Я просто не принимала, что это Туре. В жизни я присутствовала на похоронах лишь однажды – на дедушкиных, но это было целую вечность назад. Тогда я была еще совсем маленькой и не до конца понимала, что происходит: алый ящик, обитый бархатом, куча букетов причудливой формы (лишь позже мне объяснили, что это называется «венок»), вокруг какие-то люди в чёрном, большинство из которых я видела впервые в жизни, собрались, чтобы коллективно поплакать. Годы прошли, а ощущения совершенно не изменились. В похоронах не было ничего интимного. Я чувствовала себя скорее гостьей на светском мероприятии, нежели бывшей девушкой покойника. Боже, «бывшая девушка покойника» – как же дико это звучит.
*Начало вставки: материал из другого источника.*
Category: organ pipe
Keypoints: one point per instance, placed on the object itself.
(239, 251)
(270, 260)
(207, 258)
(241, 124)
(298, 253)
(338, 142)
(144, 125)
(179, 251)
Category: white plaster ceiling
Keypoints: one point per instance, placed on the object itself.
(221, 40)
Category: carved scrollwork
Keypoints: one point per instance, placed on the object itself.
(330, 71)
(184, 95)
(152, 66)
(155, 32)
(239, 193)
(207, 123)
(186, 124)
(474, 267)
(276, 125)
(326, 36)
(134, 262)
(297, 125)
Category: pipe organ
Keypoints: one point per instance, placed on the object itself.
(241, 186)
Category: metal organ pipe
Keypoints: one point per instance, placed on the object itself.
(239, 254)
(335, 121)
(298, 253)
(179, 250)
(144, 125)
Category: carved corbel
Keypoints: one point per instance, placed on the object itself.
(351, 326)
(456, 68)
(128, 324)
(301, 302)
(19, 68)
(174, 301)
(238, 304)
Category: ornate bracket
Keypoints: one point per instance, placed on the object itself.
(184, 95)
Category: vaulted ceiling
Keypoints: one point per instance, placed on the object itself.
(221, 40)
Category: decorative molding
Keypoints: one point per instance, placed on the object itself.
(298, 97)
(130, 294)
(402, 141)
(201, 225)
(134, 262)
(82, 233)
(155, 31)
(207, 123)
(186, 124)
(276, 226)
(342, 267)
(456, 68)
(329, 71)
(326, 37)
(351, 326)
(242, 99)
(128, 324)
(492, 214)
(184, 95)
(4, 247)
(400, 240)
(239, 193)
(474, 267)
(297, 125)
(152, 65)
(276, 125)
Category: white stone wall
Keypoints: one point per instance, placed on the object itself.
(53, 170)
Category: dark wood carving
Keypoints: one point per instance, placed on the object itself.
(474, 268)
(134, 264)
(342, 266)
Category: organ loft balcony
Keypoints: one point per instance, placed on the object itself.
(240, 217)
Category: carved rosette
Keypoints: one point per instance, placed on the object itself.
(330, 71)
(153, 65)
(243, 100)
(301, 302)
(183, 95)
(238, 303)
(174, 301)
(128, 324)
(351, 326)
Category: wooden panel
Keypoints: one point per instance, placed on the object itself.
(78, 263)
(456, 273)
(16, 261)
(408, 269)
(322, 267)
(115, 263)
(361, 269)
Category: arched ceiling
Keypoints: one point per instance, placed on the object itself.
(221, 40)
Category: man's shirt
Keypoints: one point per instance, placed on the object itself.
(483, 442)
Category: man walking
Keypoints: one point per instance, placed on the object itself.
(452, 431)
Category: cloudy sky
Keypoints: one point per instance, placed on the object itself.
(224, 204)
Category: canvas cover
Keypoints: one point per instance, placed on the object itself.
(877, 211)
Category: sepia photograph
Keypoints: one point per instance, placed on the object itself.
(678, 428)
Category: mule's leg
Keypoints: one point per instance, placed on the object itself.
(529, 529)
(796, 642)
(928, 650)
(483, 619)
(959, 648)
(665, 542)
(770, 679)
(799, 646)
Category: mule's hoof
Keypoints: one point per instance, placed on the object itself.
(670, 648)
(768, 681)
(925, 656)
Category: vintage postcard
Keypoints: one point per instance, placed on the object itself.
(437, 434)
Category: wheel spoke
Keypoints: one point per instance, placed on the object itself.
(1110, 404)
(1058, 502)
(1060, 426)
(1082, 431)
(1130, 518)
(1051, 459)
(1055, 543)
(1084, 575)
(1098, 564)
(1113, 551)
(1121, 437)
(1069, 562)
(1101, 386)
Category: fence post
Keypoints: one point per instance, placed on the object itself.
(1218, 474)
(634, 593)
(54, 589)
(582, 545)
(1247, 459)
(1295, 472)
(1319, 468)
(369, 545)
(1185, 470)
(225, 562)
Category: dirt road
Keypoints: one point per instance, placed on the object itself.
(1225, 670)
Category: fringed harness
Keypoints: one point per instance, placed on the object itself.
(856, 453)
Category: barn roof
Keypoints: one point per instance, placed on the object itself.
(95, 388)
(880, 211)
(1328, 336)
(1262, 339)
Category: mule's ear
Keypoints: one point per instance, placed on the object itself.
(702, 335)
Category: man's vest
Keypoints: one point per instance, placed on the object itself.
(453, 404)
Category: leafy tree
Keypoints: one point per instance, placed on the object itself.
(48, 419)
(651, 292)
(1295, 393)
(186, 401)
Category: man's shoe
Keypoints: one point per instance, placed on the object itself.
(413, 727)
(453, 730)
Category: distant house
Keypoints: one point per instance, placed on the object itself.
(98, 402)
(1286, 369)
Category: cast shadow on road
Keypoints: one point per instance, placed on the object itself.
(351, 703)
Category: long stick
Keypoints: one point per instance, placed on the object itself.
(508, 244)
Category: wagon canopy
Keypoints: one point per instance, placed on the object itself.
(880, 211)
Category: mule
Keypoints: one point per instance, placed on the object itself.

Собралась вся наша группа. Деканат освободил нас от занятий, хотя освобождать было особо не от чего: в расписании стояла единственная лекция в 8 утра, которую мы бы в любом случае благополучно проспали.
Хоронили Туре в закрытом гробу. Оно и понятно: обугленное тело – зрелище не для слабонервных, однажды нам показывали это на патологической анатомии. Одного не пойму – почему мать Туре согласилась похоронить мужа и сына здесь, в России, ведь сама она теперь точно навсегда возвращается в Швецию. Впрочем, наверное, так будет правильнее: Туре провёл здесь всю свою жизнь.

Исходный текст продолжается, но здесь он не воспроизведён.